Proof that good things come in petite packages, this pint-size powerhouse from Oklahoma has conquered Broadway and Hollywood. Is Nashville next?
Kristin Chenoweth turns up the tunes on her pink ipad then adjusts the flounces on the cream-colored strapless dress she just slipped into. Stylists duck in to fit her with a Western belt and drape on some pearl jewelry. The hair-and-makeup artist puts a quick comb to the long blond curls framing Chenoweth’s one-quarter-Cherokee high cheekbones. And they’re ready to shoot.
While the singer-actress strikes poses, her “child” — a fluffy little white Maltese named Madeline (after that other dynamo, Madeline Kahn) — runs around sniffing out the on-location action at Hill Country Barbecue Market. It could be Austin, Texas, but this photo shoot is in Manhattan, New York, and Broadway sensation Chenoweth is in her element. Which is no surprise — there aren’t too many elements she’s not at home in.
When Chenoweth left her native Oklahoma for Philadelphia on a full scholarship to the Academy of Vocal Arts in 1993, she stopped off early in New York to help a friend move. She ended up auditioning for the musical Animal Crackers, landed a part, and never left. Now she lives part time in New York and part time in Los Angeles, but she’s always and forever rooted in her hometown of Broken Arrow, Oklahoma. Home is also whatever stage she happens to be hitting on the road. Right after this shoot wraps, she’ll be off to more performances on her first concert tour, which winds up outside of Tulsa, Oklahoma, in the Broken Arrow theater that’s been renamed in her honor.
Local girl makes not just good — local girl makes great.

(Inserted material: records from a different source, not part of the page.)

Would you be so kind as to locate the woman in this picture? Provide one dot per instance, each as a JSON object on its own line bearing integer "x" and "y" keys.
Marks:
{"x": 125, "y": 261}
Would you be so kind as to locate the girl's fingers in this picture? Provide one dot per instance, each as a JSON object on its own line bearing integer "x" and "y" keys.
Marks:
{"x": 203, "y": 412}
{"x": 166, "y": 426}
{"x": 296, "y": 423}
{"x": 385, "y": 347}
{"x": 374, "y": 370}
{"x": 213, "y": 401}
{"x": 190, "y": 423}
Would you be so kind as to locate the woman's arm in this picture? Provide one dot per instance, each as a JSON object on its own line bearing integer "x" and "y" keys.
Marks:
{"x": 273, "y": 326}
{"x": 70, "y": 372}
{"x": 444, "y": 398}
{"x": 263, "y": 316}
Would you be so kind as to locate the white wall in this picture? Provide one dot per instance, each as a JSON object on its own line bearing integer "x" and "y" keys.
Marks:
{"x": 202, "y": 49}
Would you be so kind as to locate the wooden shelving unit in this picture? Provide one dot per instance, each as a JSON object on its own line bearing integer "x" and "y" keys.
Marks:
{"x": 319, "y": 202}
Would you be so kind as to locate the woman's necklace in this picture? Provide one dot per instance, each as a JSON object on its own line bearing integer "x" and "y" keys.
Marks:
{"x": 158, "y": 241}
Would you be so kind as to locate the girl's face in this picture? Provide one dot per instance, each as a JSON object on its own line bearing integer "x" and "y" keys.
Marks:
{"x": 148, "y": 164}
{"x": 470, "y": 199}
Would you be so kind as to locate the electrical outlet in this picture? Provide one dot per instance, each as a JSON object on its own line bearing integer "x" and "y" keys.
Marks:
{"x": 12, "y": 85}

It’s not for nothing that she was inducted into the Oklahoma Music Hall of Fame in 2011. The vivacious and multitalented Chenoweth transitions effortlessly from Broadway stage to screen to concert venue. Wherever she’s performing, that big voice and huge personality coming out of that small person never cease to amaze both critics and audiences.
“I feel like a country music star!” the 4-foot-11 singer-actress exclaims, cycling through facial expressions for the photographer like the seasoned entertainer she is. And, in fact, Chenoweth is something of a country music star. Well-known for her triumphant turns on Broadway — notably her Tony-winning role as Sally in You’re A Good Man, Charlie Brown and her Tony-nominated role as Glinda in Wicked — the 44-year-old Chenoweth had three CDs to her credit before releasing her first country music CD, Some Lessons Learned, to good reviews and strong sales in late 2011. She made her Grand Ole Opry debut last September, performing songs from the record to enthusiastic applause.
Among the tunes she trotted out on that hallowed stage? A song she calls “WW Double D” — “What Would Dolly Do” (double-entendre most certainly intended) — in which Chenoweth takes imagined cues from Dolly Parton about how to deal with a cheating man. “I may not be from Tennessee, but you know I got a lot of Dolly in me” goes one line in the song. There’s more to the Parton tribute than their both being petite, bouncy blondes packed with talent. Parton has said more than once that she’d like Chenoweth to play her in a Broadway musical about her life. The admiring kinship is mutual. “What’s not to love about her?” Access Hollywood reported Chenoweth saying. “I love her. She knows how I feel about her and I’d love to play her.”